Pigment research is ‘completely novel’
9 February 2017
Natural blue colouring agent could benefit cosmetics and food industries
Researchers are developing ways to use a natural blue pigment as a colouring agent in industries such as cosmetics and food.
Cardiff University and 21 international partners have secured €1.6m of EU funding to investigate commercial applications for the pigment, which is currently used to enhance the value of oysters as part of a multi-million euro business in France.
The co-leaders are Dr Rupert Perkins, of Cardiff University’s School of Earth and Ocean Sciences, and Jean-Luc Mouget from France’s Université du Maine, which is co-ordinating the project.
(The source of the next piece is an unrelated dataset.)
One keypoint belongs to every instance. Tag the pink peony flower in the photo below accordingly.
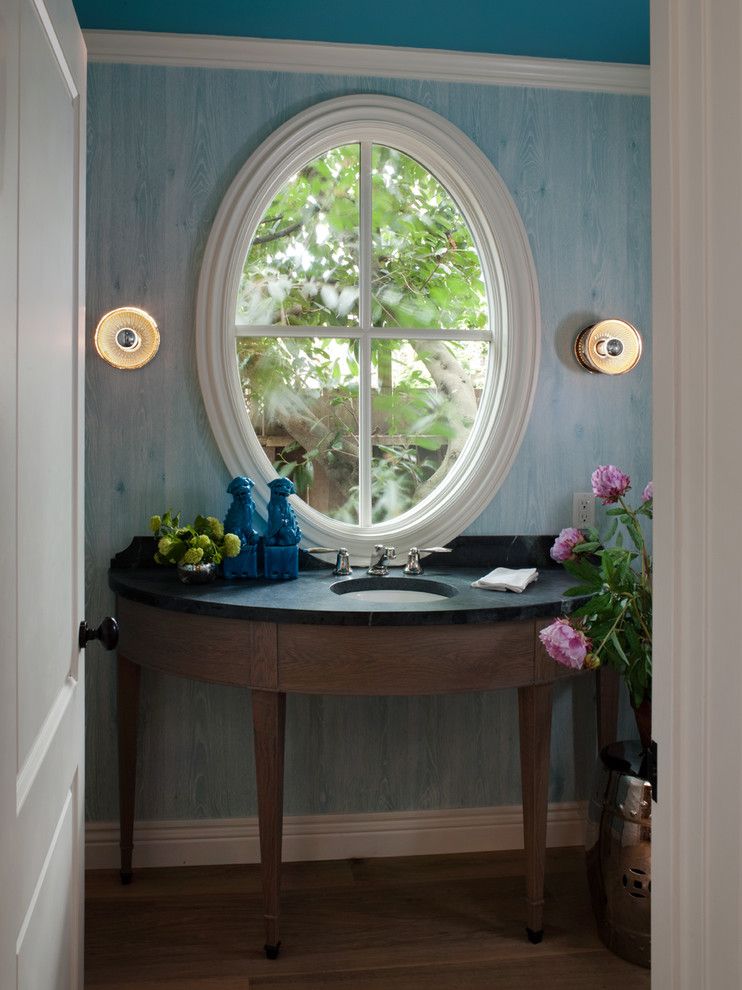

Dr Perkins said: “The blue diatoms are single-celled algae of the genus Haslea and produce a blue-coloured pigment – which is rare in nature - both inside the cells and externally.
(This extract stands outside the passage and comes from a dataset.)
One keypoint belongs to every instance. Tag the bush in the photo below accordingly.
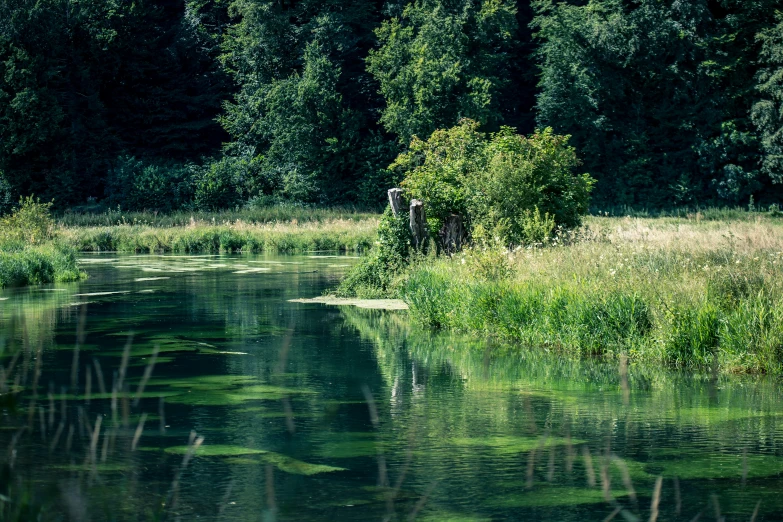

“They are best known in the oyster industry as they turn oysters a green colour which greatly increases how much they are worth, a process valued in the millions of euros in the French oyster industry.
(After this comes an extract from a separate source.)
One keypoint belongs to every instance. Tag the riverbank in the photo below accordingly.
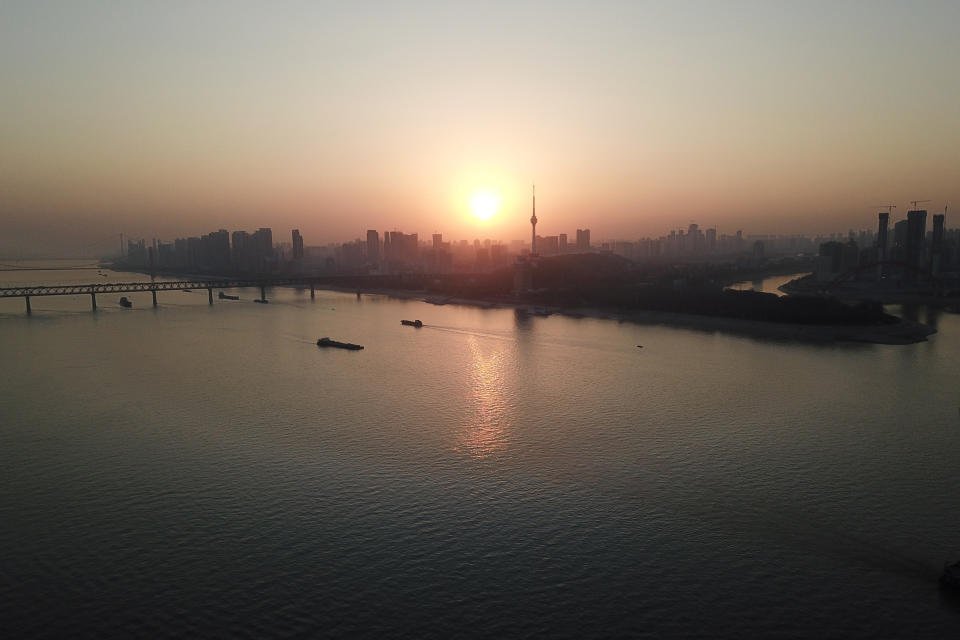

“What we’re doing is completely novel and if it works would create a natural, harmless, biodegradable blue pigment for industrial use that is also a useful antibacterial agent.”
Dr Perkins and the research team aim to work out how to use the algae to produce the pigment as a colouring agent for industry at a commercially viable level.
The international project includes academic and non-academic partners from Europe such as Greece, Spain and Poland, and further afield including USA, Australia, Indonesia, Algeria and Vietnam.
Funding for the research comes from the EU’s Horizon 2020, the biggest EU Research and Innovation programme ever, with nearly €80bn of investment available over seven years to 2020.
The €1.6m grant is allocated from the Marie Skłodowska-Curie Actions Research and Innovation Staff Exchange (MSCA - RISE) strand of Horizon 2020, which funds short-term exchanges for staff to develop careers combining scientific excellence with exposure to other countries and sectors.